Terserah kepada kita masing-masing, ingin memahami hakikat stimulus dan
sumber kemunculan sebuah mimpi dari sudut pandang mana. Entah itu dari sudut
mazhab psikodinamika – Sigmunt Freud,
sesuai bukunya The Interpretation of Dreams, ataukah Jung, atau dari ahli
tasawuf falsafi kelahiran Spanyol, Ibnu Arabi, yang berkaitan dengan mata
batin. Atau dari sisi pandang Utsman Najati, yang membagi mimpi dalam ru’ya (mimpi yang untuk menyingkap
misteri alam gaib atau futuristik), dan ahlam
(mimpi yang sulit ditakwil). Ru’ya yang baik menurutnya, semua kabar gembira itu berasal
dari Allah; yang menyusahkan datang dari setan; dan ada yang netral, yang
disebabkan oleh perhatian manusia terhadap satu hal.

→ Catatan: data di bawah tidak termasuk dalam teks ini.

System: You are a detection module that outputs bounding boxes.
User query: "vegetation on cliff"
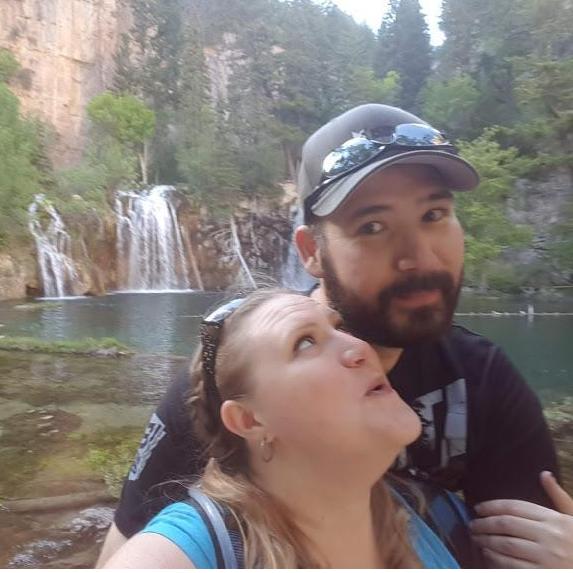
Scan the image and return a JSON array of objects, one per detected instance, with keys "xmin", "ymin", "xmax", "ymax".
[{"xmin": 0, "ymin": 0, "xmax": 573, "ymax": 290}]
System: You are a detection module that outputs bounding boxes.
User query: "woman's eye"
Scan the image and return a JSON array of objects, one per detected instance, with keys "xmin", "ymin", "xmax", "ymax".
[
  {"xmin": 424, "ymin": 209, "xmax": 448, "ymax": 223},
  {"xmin": 358, "ymin": 221, "xmax": 385, "ymax": 235},
  {"xmin": 294, "ymin": 336, "xmax": 316, "ymax": 352}
]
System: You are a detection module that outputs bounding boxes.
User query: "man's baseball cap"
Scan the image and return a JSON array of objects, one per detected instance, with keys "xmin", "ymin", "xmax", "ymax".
[{"xmin": 297, "ymin": 104, "xmax": 479, "ymax": 219}]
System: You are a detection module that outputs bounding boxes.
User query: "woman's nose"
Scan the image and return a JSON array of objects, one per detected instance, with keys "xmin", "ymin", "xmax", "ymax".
[{"xmin": 342, "ymin": 334, "xmax": 369, "ymax": 368}]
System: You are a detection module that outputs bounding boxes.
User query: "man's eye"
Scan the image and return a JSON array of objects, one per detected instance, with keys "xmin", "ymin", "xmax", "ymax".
[
  {"xmin": 358, "ymin": 221, "xmax": 385, "ymax": 235},
  {"xmin": 423, "ymin": 209, "xmax": 448, "ymax": 223},
  {"xmin": 294, "ymin": 335, "xmax": 316, "ymax": 352}
]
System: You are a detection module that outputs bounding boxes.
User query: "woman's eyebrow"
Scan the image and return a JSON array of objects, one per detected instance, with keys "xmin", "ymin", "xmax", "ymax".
[{"xmin": 418, "ymin": 189, "xmax": 454, "ymax": 203}]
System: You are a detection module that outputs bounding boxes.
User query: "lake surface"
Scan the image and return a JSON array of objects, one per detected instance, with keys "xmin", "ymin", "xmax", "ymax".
[
  {"xmin": 0, "ymin": 292, "xmax": 573, "ymax": 568},
  {"xmin": 0, "ymin": 292, "xmax": 573, "ymax": 400}
]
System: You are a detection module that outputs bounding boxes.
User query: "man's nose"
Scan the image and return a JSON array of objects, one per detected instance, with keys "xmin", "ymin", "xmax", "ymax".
[{"xmin": 394, "ymin": 233, "xmax": 439, "ymax": 272}]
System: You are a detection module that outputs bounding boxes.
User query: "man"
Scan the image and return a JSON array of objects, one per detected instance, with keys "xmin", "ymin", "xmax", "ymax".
[{"xmin": 96, "ymin": 104, "xmax": 557, "ymax": 562}]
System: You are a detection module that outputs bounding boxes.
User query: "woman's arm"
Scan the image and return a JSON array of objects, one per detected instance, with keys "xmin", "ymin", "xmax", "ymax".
[
  {"xmin": 471, "ymin": 472, "xmax": 573, "ymax": 569},
  {"xmin": 103, "ymin": 533, "xmax": 195, "ymax": 569}
]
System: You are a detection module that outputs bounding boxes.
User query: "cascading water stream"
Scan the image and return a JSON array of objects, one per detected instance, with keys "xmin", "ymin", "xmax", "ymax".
[
  {"xmin": 281, "ymin": 209, "xmax": 316, "ymax": 292},
  {"xmin": 115, "ymin": 185, "xmax": 191, "ymax": 291},
  {"xmin": 28, "ymin": 195, "xmax": 77, "ymax": 298}
]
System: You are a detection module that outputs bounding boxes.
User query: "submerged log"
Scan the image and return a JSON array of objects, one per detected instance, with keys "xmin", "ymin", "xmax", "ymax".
[{"xmin": 0, "ymin": 490, "xmax": 116, "ymax": 513}]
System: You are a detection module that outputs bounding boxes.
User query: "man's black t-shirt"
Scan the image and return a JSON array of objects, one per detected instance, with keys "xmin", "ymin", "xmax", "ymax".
[{"xmin": 115, "ymin": 325, "xmax": 557, "ymax": 537}]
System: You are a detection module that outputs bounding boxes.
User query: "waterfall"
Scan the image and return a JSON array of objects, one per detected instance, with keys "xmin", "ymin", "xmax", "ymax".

Kita toh mengenal ru’ya atau
mimpi Nabi Ibrahim, yang kemudian dari sana kita rayakan Iduladha setiap
tahun. Mimpi Nabi Yusuf: 11 bintang, matahari, dan rembulan yang bersujud
kepadanya sebagai tanda kenabian. Atau, mimpi Muhammad shallallahu ‘alaihi wa sallam bahwa suatu saat kelak, ia akan bisa
kembali ke Mekah dan Masjidil Haram, yang kemudian terwujud sebelum perdamaian
Hudaibiyah.
Jadi, silakan ingin memaknai mimpi semata sebagai apa, asal tidak
tenggelam dalam pusaran mistis, apalagi kekufuran.
Terakhir,
meski rakyat Indonesia punya mimpi berjuta-juta,
masing-masing punya mimpi sendiri-sendiri, tapi jangan sekali-kali melupakan
mimpi kita bersama yang sangat indah, yang terwujud dalam preambul UUD kita:
Terwujudnya rakyat yang sejahtera, dan cerdas dalam kehidupan berbangsa.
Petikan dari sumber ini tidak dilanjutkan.